Das Etablissement Gschwandner war schon vieles in seiner langen Geschichte: Heuriger, Ballsaal, Ort für Damenboxkämpfe, politische und religiöse Versammlungen oder Faschingskränzchen, eine Radiostation, ein Filmrequisitenlager und in den letzten Jahren Raum für kulturelle Zwischennutzung, etwa in Form von Designmärkten, Ausstellungen oder eben wieder einem Heurigen. Dann war ein paar Jahre Ruhe. Der vormalige Besitzer, JP Immobilien, wollte nach der Phase der Zwischennutzung das historische Gebäude sanieren, um dann dort ein Kulturzentrum einzurichten. Einzig die Stadt Wien wollte sich an dem Projekt, das sie durchaus begrüßte, nicht finanziell beteiligen. Also war es seit 2014 ruhig im Gschwandner. Man suche einen Käufer, mehr wurde nicht verraten.

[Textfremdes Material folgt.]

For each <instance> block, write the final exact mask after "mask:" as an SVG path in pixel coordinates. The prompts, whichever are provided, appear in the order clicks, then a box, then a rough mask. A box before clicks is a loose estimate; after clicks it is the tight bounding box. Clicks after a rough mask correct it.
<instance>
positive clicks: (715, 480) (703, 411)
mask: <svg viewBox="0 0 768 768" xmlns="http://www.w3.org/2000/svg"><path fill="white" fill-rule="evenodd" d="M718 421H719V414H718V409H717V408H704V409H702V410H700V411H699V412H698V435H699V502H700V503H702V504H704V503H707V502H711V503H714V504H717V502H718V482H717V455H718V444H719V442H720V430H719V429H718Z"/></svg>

Jetzt wurde einer gefunden, der eigentlich ganz gut zu den für diese Immobilie geschmiedeten Plänen passt. „Ich habe generell eine spezielle Immobilie gesucht. Und die vorigen Eigentümer waren froh, einen Deppen gefunden zu haben, der das abkauft“, sagt der Filmregisseur und Produzent Bernhard Kammel, der nun der neue Eigentümer des Gebäudes in der Geblergasse ist. Gemeinsam mit Anna Resch und Sebastian Jobst, von der Agentur Konnektom, will er das einstige Geschwandner zu einem „eigenständigen, privaten Kunstort“ machen. Der soll dann allerdings nicht mehr Gschwandner heißen – unter anderem auch aus Rücksicht auf die Nachkommen der Gründerfamilie – sondern Reaktor. Immerhin sollen in dem Areal verschiedene Genres der Kunst jeweils zu einem speziellen Thema aufeinandertreffen. „Der Reaktor ist eine private Werkstatt, in der künstlerisch gearbeitet wird, die sich regelmäßig öffnet und Gäste einlädt“, sagt Kammel bei einem Rundgang durch das Gebäude. Auch die Assoziation zum Atomreaktor gefalle ihm, denn „Kunst ist nicht immer etwas Angenehmes“. Geöffnet wird nur zu speziellen Terminen: Mini-Festivals, Ausstellungen, Kino-Vorführungen, akustische Konzerte, Kunst-Performances oder auch Diskursveranstaltungen. Um das Ganze auch zu finanzieren, wird das Areal auch vermietet: an andere Kunstinstitutionen oder auch für Firmenfeiern, allerdings müssen die Unternehmen „zur Identität des Gebäudes passen“, wie Kammel erklärt.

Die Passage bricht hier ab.